- Born: 8 October 1947 (age 78)
- Occupations: Musician; composer;
- Instruments: Trombone; keyboards;
- Years active: 1974–present
- Formerly of: Landscape

= Peter Thoms =

Peter Thoms (born
8 October 1947) is an Australian musician and composer best known for playing keyboards and trombone for the synth-pop band Landscape.

== Biography ==
Landscape was formed in 1974 with Richard James Burgess (vocals, drums), Christopher Heaton (keyboards), Andy Pask (bass guitar), Peter Thoms (trombone, keyboards), and John Walters (keyboards, woodwinds). The band built a following through live performances and touring before releasing their debut album Landscape in 1980. Their next album in 1981, From the Tea-rooms of Mars .... to the Hell-holes of Uranus led to the top 5 UK hit "Einstein A-Go-Go". Their third studio album in 1982, Manhattan Boogie-Woogie was well received as a dance album. After release of this album, Heaton and Thoms left the band and it became the trio Landscape III, which disbanded in 1984.

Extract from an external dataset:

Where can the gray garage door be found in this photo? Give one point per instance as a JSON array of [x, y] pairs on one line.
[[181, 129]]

After Landscape broke up, Thoms went into sessions work, appearing with various artists, including Kylie Minogue, Tina Turner, Jools Holland, Roger Waters, Pete Townshend and Midge Ure. He also appeared on Thomas Dolby's 1984 album The Flat Earth and toured with Dolby that year playing trombone. He currently serves as a Sessions Official at the Musicians' Union's head office in Britain.